In the currency market, the dollar index, which measures the greenback against a basket of currencies, last traded at 93.663, rising from levels below 92.500 in the prior week.
The greenback was boosted by data showing that U.S. factory activity surged to a more than 13-year high in September amid strong gains in new orders and raw material prices.
Proposed U.S. tax code changes and the likelihood of a further interest rate hike in December have lifted the greenback in the past week.
· The dollar was last up 0.57 percent against the euro at $1.1746 and up 0.12 percent against the yen at112.61.
· A violence-marred Catalonia vote fuelled anxiety over political risk in the euro zone, weighing on the euro. More than 800 people were injured during clashes with the police, which tried to prevent people from voting.
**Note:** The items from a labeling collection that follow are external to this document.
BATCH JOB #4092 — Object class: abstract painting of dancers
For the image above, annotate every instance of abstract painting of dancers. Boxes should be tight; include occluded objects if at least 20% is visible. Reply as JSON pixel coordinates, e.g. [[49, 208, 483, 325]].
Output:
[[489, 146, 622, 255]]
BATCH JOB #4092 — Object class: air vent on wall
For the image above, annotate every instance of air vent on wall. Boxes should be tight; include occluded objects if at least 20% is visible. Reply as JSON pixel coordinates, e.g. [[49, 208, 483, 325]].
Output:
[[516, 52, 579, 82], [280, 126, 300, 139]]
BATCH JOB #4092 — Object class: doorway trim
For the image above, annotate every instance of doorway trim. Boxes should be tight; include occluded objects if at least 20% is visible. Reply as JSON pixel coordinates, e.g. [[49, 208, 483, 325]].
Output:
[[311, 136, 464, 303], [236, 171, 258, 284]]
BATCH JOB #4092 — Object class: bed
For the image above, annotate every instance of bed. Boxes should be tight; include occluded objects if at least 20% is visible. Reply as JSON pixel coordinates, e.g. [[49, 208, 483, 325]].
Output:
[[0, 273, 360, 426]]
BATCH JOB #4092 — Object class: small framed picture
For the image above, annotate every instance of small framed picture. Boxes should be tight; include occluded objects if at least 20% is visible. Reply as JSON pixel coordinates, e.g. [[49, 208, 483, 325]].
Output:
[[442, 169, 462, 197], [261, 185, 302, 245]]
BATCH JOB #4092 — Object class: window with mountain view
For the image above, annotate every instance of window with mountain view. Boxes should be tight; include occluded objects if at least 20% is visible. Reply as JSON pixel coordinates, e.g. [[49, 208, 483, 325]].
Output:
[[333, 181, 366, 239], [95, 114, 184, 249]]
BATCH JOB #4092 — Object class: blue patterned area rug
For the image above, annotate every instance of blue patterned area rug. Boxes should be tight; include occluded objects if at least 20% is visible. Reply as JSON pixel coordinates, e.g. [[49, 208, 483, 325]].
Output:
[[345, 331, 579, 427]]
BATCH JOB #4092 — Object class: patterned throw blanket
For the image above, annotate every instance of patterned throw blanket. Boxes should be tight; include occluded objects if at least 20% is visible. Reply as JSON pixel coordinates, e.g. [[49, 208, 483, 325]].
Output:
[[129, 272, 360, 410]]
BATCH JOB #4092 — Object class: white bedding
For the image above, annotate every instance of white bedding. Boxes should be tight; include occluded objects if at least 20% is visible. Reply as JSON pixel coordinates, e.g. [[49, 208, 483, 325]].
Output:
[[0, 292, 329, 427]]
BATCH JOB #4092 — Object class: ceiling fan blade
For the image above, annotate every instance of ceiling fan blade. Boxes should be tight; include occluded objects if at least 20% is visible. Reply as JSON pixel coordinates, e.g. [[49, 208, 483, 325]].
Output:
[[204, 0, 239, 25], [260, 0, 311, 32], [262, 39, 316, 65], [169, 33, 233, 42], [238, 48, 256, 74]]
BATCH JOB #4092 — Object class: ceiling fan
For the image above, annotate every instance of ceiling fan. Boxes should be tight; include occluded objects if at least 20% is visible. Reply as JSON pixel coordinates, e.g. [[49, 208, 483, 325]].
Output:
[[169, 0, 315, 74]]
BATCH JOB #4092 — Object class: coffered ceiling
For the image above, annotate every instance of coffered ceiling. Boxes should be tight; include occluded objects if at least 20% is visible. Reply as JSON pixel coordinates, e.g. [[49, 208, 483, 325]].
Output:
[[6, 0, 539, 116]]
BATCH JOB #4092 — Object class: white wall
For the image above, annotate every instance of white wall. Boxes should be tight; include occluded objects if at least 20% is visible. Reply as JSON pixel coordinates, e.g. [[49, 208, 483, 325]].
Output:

Spanish Prime Minister Mariano Rajoy faces the country’s biggest constitutional crisis in decades after the ballot, in which Catalan officials said 90 percent of voters had chosen to leave Spain.
· U.S. factory activity surged to a more than 13-year high in September amid strong gains in new orders and raw material prices, pointing to underlying strength in the economy even as Hurricanes Harvey and Irma are expected to dent growth in the third quarter.
The Institute for Supply Management (ISM) said its index of national factory activity surged to a reading of 60.8 last month, the highest reading since May 2004, from 58.8 in August.
· In separate report on Monday, the Commerce Department said construction spending rose 0.5 percent to $1.21 trillion. July's construction outlays were revised sharply down to show a 1.2 percent plunge instead of the previously reported 0.6 percent drop. Construction spending increased 2.5 percent on a year-on-year basis.
· The U.S. economy is on track to grow at a 2.7 percent annualized pace in the third quarter, based on the stronger-than-forecast rise on construction spending in August and a surprise acceleration in factory activity in September, the Atlanta Federal Reserve’s GDP Now forecast model showed on Monday.
The latest estimate for third-quarter gross domestic product was faster than the 2.3 percent growth rate calculated on Sept. 29, the Atlanta Fed said.
· The Federal Reserve will need to "look hard" at whether it should raise rates in December, but there is no need to wait for inflation to actually get to, or even begin to rise back to, the Fed's 2-percent target before doing so, a Fed policymaker said Monday.
"I need to see some evidence that I think the cyclical forces are picking up enough that eventually it's likely that inflation will start to build in the future, even if I can't see it yet," Dallas Fed President Robert Kaplan, a voting member this year on the Fed's policy committee, told reporters in El Paso.
· Oil fell more than $1 a barrel on Monday as a rise in U.S. drilling and higher OPEC output put the brakes on a rally that helped prices notch their biggest third-quarter gain in 13 years.
Brent crude, the global benchmark, settled down 67 cents or 1.2 percent to $56.12 a barrel. It had notched a third-quarter gain of about 20 percent, the biggest increase for that quarter since 2004, and traded as high as $59.49 last week.
U.S. crude closed down $1.09 or 2.1 percent to $50.58. The U.S. benchmark posted its strongest quarterly gain since the second quarter of 2016.
· Iraq announced its exports rose slightly in September while a Reuters survey showed OPEC overall boosted output. [OPEC/M]
· U.S. drillers added six oil rigs in the week to Sept. 29, bringing the total count to 750, data from General Electric Co’s Baker Hughes energy services firm showed on Friday.
· A retiree armed with multiple assault rifles strafed an outdoor country music festival in Las Vegas from a high-rise hotel window on Sunday, slaughtering at least 59 people in the deadliest mass shooting in modern U.S. history before killing himself.
More than 525 people were injured - some by gunfire or shrapnel, some trampled - in the pandemonium adjacent to the Las Vegas Strip as police scrambled to locate the assailant.
Police identified the gunman as Stephen Paddock, 64, who lived in a retirement community in Mesquite, Nevada. They said they believed he acted alone and did not know why he attacked the crowd.
The Islamic State militant group claimed responsibility for the massacre, but U.S. officials said there was no evidence of that.